Sometimes, the best meals are the simplest ones. These Chickpea & Spinach Stuffed Sweet Potatoes are a perfect example of that—a healthy, flavorful, and satisfying dish that’s loaded with nutrients. The combination of roasted sweet potatoes, protein-packed chickpeas, and tender spinach creates a wholesome meal that’s both comforting and nourishing. Topped with a drizzle of tahini and a sprinkle of spices, these stuffed sweet potatoes are a delicious way to get your daily dose of veggies and plant-based protein.


Ingredients:

  • 4 medium sweet potatoes, washed and scrubbed
  • 1 tablespoon olive oil
  • Salt and pepper to taste
  • 1 can (15 oz) chickpeas, drained and rinsed
  • 2 cups fresh spinach, roughly chopped
  • 1 teaspoon ground cumin
  • 1/2 teaspoon ground paprika
  • 1/2 teaspoon garlic powder
  • 1 tablespoon lemon juice
  • 2 tablespoons tahini
  • Fresh parsley or cilantro, chopped (for garnish)

Instructions:

  1. Roast the sweet potatoes:
    Preheat your oven to 400°F (200°C).
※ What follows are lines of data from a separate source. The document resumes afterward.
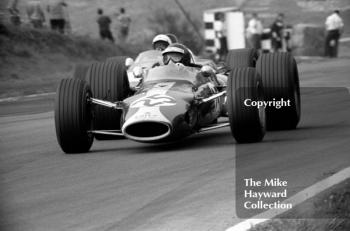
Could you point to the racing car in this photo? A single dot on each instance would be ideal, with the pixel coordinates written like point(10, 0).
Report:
point(174, 101)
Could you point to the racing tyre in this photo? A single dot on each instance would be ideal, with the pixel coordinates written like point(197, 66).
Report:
point(73, 116)
point(247, 122)
point(80, 71)
point(279, 73)
point(245, 57)
point(108, 81)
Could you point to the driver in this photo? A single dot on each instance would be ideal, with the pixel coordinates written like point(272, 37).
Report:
point(160, 42)
point(177, 53)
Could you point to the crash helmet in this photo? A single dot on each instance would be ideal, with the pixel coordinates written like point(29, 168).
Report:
point(173, 38)
point(160, 42)
point(177, 53)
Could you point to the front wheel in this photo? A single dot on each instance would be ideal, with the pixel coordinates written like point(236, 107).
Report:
point(73, 116)
point(247, 123)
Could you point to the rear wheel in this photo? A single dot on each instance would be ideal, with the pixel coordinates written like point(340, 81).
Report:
point(73, 116)
point(247, 123)
point(108, 81)
point(279, 73)
point(80, 71)
point(245, 57)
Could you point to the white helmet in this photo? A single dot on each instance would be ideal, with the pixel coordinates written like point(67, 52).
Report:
point(161, 41)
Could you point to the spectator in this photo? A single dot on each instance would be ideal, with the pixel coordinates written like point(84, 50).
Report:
point(277, 33)
point(222, 35)
point(124, 21)
point(104, 25)
point(57, 12)
point(35, 13)
point(15, 18)
point(334, 28)
point(254, 31)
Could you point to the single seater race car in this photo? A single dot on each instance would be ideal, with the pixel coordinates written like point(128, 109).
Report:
point(175, 101)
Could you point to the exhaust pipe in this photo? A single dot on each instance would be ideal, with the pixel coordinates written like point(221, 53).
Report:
point(147, 131)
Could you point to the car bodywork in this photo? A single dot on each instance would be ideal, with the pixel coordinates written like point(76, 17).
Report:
point(174, 101)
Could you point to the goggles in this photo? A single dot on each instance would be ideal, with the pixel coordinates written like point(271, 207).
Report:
point(174, 57)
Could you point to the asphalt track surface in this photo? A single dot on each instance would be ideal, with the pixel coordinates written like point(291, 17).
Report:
point(190, 185)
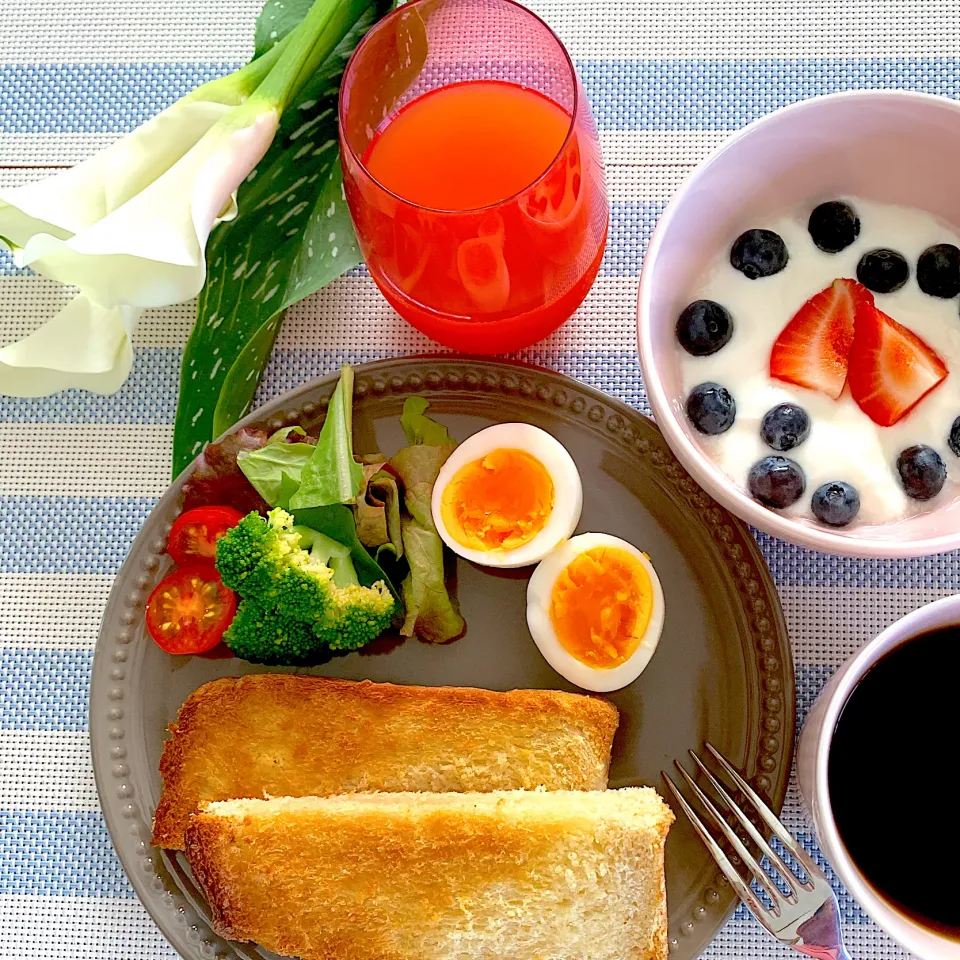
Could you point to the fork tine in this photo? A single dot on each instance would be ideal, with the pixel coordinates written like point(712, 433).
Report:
point(769, 817)
point(736, 881)
point(775, 895)
point(788, 875)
Prick the sweet potatoes a few times with a fork and place them on a baking sheet. Drizzle with olive oil and sprinkle with salt and pepper. Roast in the oven for 40-45 minutes, or until the sweet potatoes are tender and easily pierced with a fork.
  2. Prepare the chickpea and spinach filling:
    While the sweet potatoes are roasting, heat a large skillet over medium heat. Add the chickpeas, cumin, paprika, garlic powder, salt, and pepper. Sauté for about 5-7 minutes, stirring occasionally, until the chickpeas are lightly crispy and well-coated in the spices.
  3. Wilt the spinach:
    Add the chopped spinach to the pan with the chickpeas and cook for another 2-3 minutes, stirring occasionally, until the spinach has wilted and everything is well combined. Stir in the lemon juice and remove from heat.
  4. Stuff the sweet potatoes:
    Once the sweet potatoes are done roasting, cut them open lengthwise, being careful not to burn yourself. Gently fluff the insides of the sweet potatoes with a fork to create space for the filling. Spoon the chickpea and spinach mixture into each sweet potato, generously filling them up.
  5. Top with tahini:
    In a small bowl, whisk the tahini with a little water and a pinch of salt to create a smooth, drizzling sauce. Drizzle the tahini over the stuffed sweet potatoes for added creaminess and flavor.
  6. Serve and garnish:
    Garnish the stuffed sweet potatoes with fresh parsley or cilantro for a burst of color and freshness. Serve immediately and enjoy!

Enjoy the Comfort:

These Chickpea & Spinach Stuffed Sweet Potatoes are a wholesome, feel-good meal that’s both nutritious and delicious. The sweet potatoes are soft and naturally sweet, and they pair perfectly with the savory chickpeas and spinach filling. The tahini drizzle adds a creamy richness that brings everything together.

This recipe is not only packed with fiber, protein, and vitamins, but it’s also incredibly satisfying, making it a great choice for a healthy dinner or even a meal prep option. It’s simple, flavorful, and feels like a warm hug in a bowl. So grab a fork, dive in, and enjoy every nourishing bite!